Ramiro stares down at the altar, his eyes bright, the knife in his hand cutting through the air. Viktoria grabs his shoulder and turns him toward a set of stairs heading down. They come into another room, this one nearly empty save for a few crates. Graciano closes the door behind them, and Ramiro cracks open the door opposite, peers down the dim corridor. Satisfied that they had a moment of privacy, Ramiro slumps against a wall.
“I counted twenty of them to our three. Including my sailor. Jamarr was a good man, even if he was a lousy drunk.” Ramiro let his knife dangle from two fingers. “How are we to fight a monster like that?”
Graciano sniffs. “At least they die like men, don’t they? I’m more concerned with their numbers. And we still don’t know where they keep their gold. Or where Evaristo is. Though more and more I feel like he isn’t the answer we are looking for.”
Viktoria gave a small smile. “And how many have seen Evaristo? How do we know that snake headed demon isn’t the very person we seek? But it was never about Evaristo, was it? I for one came for the promise of gold, which the two of you seem to have forgotten about.”

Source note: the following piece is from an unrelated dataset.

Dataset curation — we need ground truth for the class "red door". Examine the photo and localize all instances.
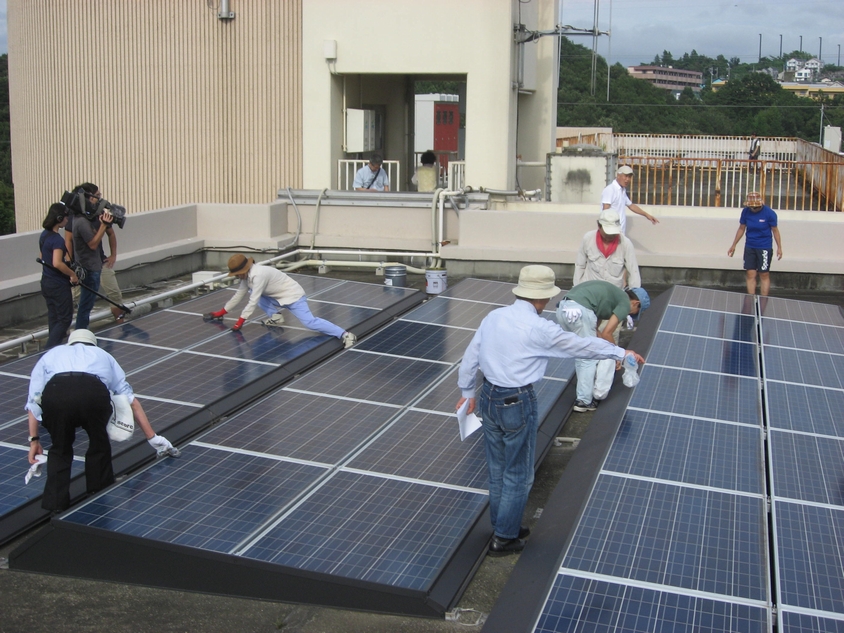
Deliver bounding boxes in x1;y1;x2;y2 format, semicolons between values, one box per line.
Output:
434;103;460;167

Ramiro coughs. “Dead men can’t spend.”
Viktoria smiles. “Which is why it’s important we don’t get killed. Any of us. Now, if I was a certain snake-headed pirate, where would I keep my stolen loot? Not near the entrance of my lair, that is for sure. No, I’d hide it deep in the ground. Especially if I thought like a snake.” She points at the door. “We need to keep going down.”
Ramiro frowns. “And if we run into that snake headed bastard?”
Viktoria’s smile grows wider, her eyes sparkling behind her glasses as she taps her hand against her saber. “Then we cut off his head, don’t we?”
Fascinating as always =) Just a thought, I’m not sure present tense works well for this. It seems to cut down almost too much on the thoughts of the characters. Particularly at the beginning of this section, it feels too much like a list of actions instead of connecting the reader with the character’s emotions and desires. ?
I don’t disagree. Part of it is that all of the other parts are written in this style. When I go back and put it into one story, I’ll take a long hard look at that component. Thanks for reading and commenting! It is appreciated.